"Chronische Unterdotierung" im Volkstheater: Suche nach Leitung gestoppt

Clemens Fabry

Eine Neuausrichtung des Hauses sei nur mit mehr Geld möglich, teilte die Jury mit, die mit der Suche nach einer neuen Leitung betraut ist. Die Kulturstadträtin legt den Bewerbungsprozess vorerst auf Eis.

Überraschende Wende bei der Suche nach der neuen künstlerischen Leitung für das Wiener Volkstheater: Die Findungskommission hat einstimmig beschlossen, keine Kandidaten für die Nachfolge von Direktorin Anna Badora vorzuschlagen. Denn eine Neuausrichtung des Hauses sei nur mit mehr Geld möglich, heißt es in einem Protokoll.

Dieses war nach einem Hearing mit neun Interessenten erstellt worden. Die Geladenen waren aus einer Zahl von insgesamt 72 Bewerbungen ausgewählt worden. Sie durften sich laut dem Protokoll präsentieren und mussten eine Reihe von Fragen beantworten - auch zur Finanzierbarkeit ihrer Vorstellungen.

Daraufhin gab Kulturstadträtin Veronica Kaup-Hasler bekannt, den Bewerbungsprozess zu stoppen. Das teilte die Ressortleiterin in einer Stellungnahme mit. Die einstimmige Empfehlung der Jury sei überraschend gekommen, hielt Kaup-Hasler fest. Allerdings habe sie eine "lang gehegte eigene Überlegung" fachlich bestätigt. Wiens Kulturstadträtin will laut eigenen Angaben nun persönlich jene Grundvoraussetzungen schaffen, die es der Jury ermöglichen, "ihre Arbeit fortzusetzen und eine geeignete Leitung für das Volkstheater zu finden".

"Ich werde mit dem Bund, aber auch mit den Vertretern der Volkstheater-Privatstiftung intensive Gespräche führen", kündigte
sie an. Sie habe Kulturminister Gernot Blümel (ÖVP) von der Dringlichkeit einer Lösung schriftlich unterrichtet - nachdem es zu dem Thema bereits ein Vier-Augen-Gespräch gegeben habe, wie die Stadträtin berichtete. Wie lange der Bewerbungsprozess außer Kraft gesetzt ist, ist offen. "Meinerseits ist auf jeden Fall rasches Handeln erforderlich", betonte Kaup-Hasler.

"Substanzielle Anhebung der finanziellen Ausstattung"
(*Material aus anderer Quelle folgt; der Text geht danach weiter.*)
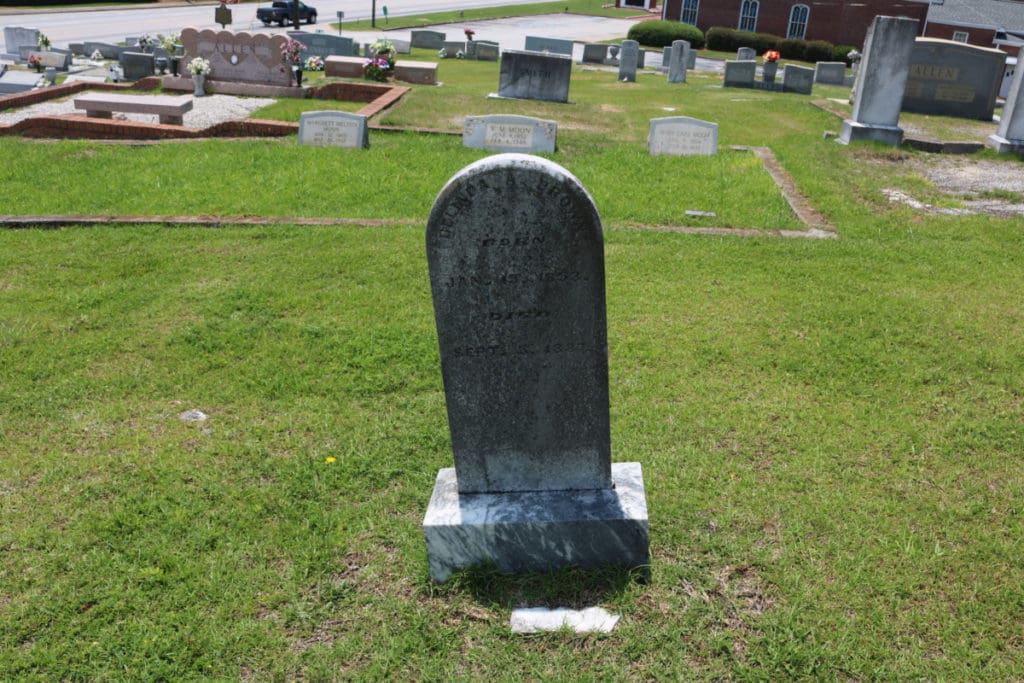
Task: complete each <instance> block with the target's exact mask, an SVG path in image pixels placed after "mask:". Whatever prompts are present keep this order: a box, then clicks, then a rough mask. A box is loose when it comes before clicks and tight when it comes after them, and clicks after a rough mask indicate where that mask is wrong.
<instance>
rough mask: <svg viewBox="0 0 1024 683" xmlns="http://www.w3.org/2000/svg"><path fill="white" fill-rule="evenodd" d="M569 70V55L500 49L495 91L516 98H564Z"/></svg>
mask: <svg viewBox="0 0 1024 683" xmlns="http://www.w3.org/2000/svg"><path fill="white" fill-rule="evenodd" d="M477 54H479V48H477ZM571 74H572V58H571V57H566V56H563V55H561V54H547V53H544V52H523V51H520V50H505V51H504V52H502V62H501V68H500V76H499V85H498V94H499V95H500V96H502V97H515V98H517V99H543V100H547V101H553V102H564V101H568V98H569V78H570V76H571Z"/></svg>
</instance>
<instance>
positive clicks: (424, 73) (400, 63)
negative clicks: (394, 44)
mask: <svg viewBox="0 0 1024 683" xmlns="http://www.w3.org/2000/svg"><path fill="white" fill-rule="evenodd" d="M394 80H396V81H402V82H404V83H418V84H420V85H436V84H437V63H436V62H434V61H395V62H394Z"/></svg>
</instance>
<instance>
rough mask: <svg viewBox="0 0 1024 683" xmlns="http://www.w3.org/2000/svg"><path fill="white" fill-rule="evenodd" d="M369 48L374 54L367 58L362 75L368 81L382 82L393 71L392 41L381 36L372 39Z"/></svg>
mask: <svg viewBox="0 0 1024 683" xmlns="http://www.w3.org/2000/svg"><path fill="white" fill-rule="evenodd" d="M370 49H371V50H373V53H374V56H373V58H372V59H367V63H366V66H365V67H364V68H362V75H364V76H365V77H366V78H367V79H368V80H370V81H380V82H381V83H383V82H384V81H387V80H388V78H390V76H391V74H392V73H393V71H394V43H392V42H391V41H390V40H387V39H385V38H381V39H380V40H376V41H374V42H373V43H372V44H371V45H370Z"/></svg>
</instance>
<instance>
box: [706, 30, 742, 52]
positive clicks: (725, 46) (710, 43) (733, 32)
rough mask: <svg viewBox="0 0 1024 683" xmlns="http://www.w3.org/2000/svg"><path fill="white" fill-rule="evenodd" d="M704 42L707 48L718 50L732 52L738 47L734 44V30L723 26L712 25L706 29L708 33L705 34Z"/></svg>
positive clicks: (711, 49) (734, 41) (720, 50)
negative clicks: (716, 25)
mask: <svg viewBox="0 0 1024 683" xmlns="http://www.w3.org/2000/svg"><path fill="white" fill-rule="evenodd" d="M705 42H706V44H707V46H708V49H709V50H716V51H718V52H732V51H733V50H735V49H736V48H737V47H739V46H738V45H736V30H735V29H727V28H725V27H724V26H714V27H712V28H710V29H708V33H707V34H705Z"/></svg>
In dem Protokoll der Jury hieß es, es seien in dem Hearing durchaus "schlüssige und überzeugende Konzepte" vorgelegt worden, wie festgehalten wurde. Allerdings sei eine Neuausrichtung des Hauses nur mit einer "substanziellen Anhebung der finanziellen Ausstattung möglich". Wörtlich heißt es: "Eine Prolongierung der derzeitigen Mangelwirtschaft bedeutet letztlich das Inkaufnehmen eines Qualitätsverlustes." Diesen wolle keiner der Kandidatinnen bzw. Kandidaten verantworten, wurde versichert.

"Die Kommission empfiehlt daher, die chronische Unterdotierung zu korrigieren", heißt es weiter. Die Größenordnung liege nach "übereinstimmender Auffassung" der Experten bei drei Millionen Euro pro Jahr - samt Valorisierung der Zuschüsse in den Folgejahren. Die Aufforderung ging dem Vernehmen nach sowohl an die Stadt als auch an den Bund.

Durch die Blume wird auch angedeutet, dass der Interessenten-Kreis nicht ganz den Vorstellungen entsprochen hat. Denn abschließend wird angemerkt: Nur mit einer zusätzlichen Dotierung seien sowohl weiterführende Gespräche mit Kandidaten, die am Hearing teilnahmen, als auch die "Erweiterung des Kreises" der Bewerber um "jene Personen, die auf der Grundlage der jetzigen finanziellen Situation von einer Bewerbung bedauerlicherweise Abstand genommen haben", möglich.

Entschieden wird die Nachfolge Badoras von einer Jury unter der Leitung der Vorsitzenden des Vorstandes der Volkstheater Privatstiftung, Vienna-Insurance-Group-Vorständin Judit Havasi. Weitere stimmberechtigte Jurymitglieder sind Burgtheater-Direktorin Karin Bergmann, der kaufmännische Direktor der Salzburger Festspiele, Lukas Crepaz, der Theaterreferent der Stadt Wien, Arne Forke sowie die designierte Intendantin der Münchner Kammerspiele, Barbara Mundel.